MYRTLE BEACH, SC (WMBF) – The city of Myrtle Beach is bracing for the worst and hoping for the best.
Officials laid out their hurricane plans Thursday ahead of potential impacts from Hurricane Irma, and are urging everyone at home to prepare.
“We went through Hurricane Matthew, and that was not even a category one. This hurricane is the largest that’s ever been recorded in the Atlantic Ocean,” Myrtle Beach Mayor John Rhodes stated at the press conference.
Myrtle Beach police, fire and city officials held a press conference Thursday afternoon to discuss evacuations and emergency operation center plans.
Although it doesn’t look like Irma will directly hit the Myrtle Beach area, officials urge residents to get their papers, medications and plans ready now.
Myrtle Beach Fire Chief Alvin Payne said no evacuations have been issued yet, but if they are, they’re voluntary. With that in mind, he said people who did not evacuate for Hurricane Harvey were hit hard, and he thinks that devastation will lead to a better response in Myrtle Beach.
“A tremendous impact (from Hurricane Harvey). I think that last year and Matthew, a category one storm, we had a lot of damage. We had as much debris removal as we did during Hugo. So when you like at that type of impact and you measure that to a category three, it’s pretty significant,” said Payne, who also serves as the city’s emergency management coordinator. “So hopefully between that and Harvey, a picture’s worth a thousand words.”

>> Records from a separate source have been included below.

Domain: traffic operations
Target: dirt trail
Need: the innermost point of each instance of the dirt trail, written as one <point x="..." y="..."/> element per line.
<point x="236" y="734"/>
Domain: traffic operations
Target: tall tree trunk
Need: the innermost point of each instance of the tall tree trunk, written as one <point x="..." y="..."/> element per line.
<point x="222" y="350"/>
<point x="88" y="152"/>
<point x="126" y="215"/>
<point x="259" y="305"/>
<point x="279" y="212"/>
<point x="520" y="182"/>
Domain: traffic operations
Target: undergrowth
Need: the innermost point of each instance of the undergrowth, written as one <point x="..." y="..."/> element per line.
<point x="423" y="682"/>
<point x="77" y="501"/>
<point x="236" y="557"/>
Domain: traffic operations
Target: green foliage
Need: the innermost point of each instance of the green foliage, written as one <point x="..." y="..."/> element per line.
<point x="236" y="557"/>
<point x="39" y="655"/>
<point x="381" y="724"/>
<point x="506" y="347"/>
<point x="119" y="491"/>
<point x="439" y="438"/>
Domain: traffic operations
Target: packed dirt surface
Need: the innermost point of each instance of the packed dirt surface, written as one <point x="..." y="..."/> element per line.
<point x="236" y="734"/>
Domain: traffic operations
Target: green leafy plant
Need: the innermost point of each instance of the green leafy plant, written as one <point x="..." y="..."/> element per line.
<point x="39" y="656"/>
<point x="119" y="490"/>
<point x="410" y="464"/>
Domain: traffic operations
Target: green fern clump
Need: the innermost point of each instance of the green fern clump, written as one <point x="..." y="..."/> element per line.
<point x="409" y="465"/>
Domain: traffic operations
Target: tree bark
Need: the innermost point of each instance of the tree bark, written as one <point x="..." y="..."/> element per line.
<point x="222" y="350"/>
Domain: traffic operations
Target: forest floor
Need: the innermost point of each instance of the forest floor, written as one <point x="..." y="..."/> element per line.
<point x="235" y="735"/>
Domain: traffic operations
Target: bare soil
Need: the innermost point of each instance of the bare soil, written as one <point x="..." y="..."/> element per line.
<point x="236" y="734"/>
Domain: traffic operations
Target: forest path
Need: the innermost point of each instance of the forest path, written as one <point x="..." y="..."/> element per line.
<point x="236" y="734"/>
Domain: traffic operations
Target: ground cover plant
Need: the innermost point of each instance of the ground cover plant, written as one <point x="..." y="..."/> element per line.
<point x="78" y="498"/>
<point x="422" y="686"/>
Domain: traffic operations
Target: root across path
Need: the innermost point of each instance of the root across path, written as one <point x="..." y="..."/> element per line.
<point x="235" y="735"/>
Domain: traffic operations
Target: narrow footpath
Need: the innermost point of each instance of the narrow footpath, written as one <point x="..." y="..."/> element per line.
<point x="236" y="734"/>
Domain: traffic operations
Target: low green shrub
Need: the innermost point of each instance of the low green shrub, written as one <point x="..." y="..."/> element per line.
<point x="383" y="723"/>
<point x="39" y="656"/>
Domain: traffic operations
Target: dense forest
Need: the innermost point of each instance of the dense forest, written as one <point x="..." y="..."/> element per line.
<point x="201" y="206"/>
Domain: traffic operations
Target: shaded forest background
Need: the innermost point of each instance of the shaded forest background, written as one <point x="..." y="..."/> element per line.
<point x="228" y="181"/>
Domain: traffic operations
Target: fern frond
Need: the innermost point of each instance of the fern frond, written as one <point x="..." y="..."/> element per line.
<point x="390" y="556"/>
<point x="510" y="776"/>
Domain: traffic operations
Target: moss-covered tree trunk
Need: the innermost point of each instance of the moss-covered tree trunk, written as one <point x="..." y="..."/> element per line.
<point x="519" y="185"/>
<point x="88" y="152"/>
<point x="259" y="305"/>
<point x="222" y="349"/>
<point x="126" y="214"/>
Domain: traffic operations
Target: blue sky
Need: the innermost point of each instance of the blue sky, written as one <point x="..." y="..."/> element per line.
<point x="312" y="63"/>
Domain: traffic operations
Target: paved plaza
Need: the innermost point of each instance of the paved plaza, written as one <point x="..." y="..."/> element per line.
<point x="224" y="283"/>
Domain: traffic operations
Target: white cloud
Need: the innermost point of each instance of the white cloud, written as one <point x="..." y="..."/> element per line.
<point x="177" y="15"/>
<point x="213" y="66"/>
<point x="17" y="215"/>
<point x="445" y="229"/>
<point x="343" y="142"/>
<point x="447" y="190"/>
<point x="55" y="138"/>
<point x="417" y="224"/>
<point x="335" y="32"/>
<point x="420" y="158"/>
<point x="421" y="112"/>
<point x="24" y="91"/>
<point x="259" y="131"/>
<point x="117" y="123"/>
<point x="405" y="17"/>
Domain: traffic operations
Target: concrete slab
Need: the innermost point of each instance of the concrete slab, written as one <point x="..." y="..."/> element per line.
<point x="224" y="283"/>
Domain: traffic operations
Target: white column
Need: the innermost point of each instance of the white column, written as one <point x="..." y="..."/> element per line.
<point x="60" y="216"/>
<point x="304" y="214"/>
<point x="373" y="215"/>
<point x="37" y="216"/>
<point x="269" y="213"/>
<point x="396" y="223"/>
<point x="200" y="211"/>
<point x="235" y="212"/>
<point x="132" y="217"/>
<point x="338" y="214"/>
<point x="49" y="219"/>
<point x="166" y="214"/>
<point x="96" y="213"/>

Payne said he understands finding alternate plans for pets and accommodating family members can be difficult, but urged everyone to make their plans now.
According to Payne, many of the city’s next steps, including opening the emergency operations center near The Market Common, depend on Gov. Henry McMaster’s decision.
Later Thursday afternoon, the governor did say that any evacuations would happen Saturday at 10 a.m.
Payne said that, like when Hurricane Hugo hit the Grand Strand, authorities will try to know who does not leave evacuation zones.
“We will look and we’ll notify police departments,” he said. “In the past, during Hugo we actually took people’s names. We’ll know what lights are on at night. So we’ll have a good idea. We hope that there will be few lights on and few people here if this storm gets to the magnitude that they’re talking.”
Payne added he will not put his first responders in danger.
“If there’s any time we really need to be prepared, this storm is significant enough we need to take heed,” he said. “I’ve seen so many storms where we kind of sit back and wait. Well, waiting may be too late. So please, please be prepared and take care of your families and your loved ones.”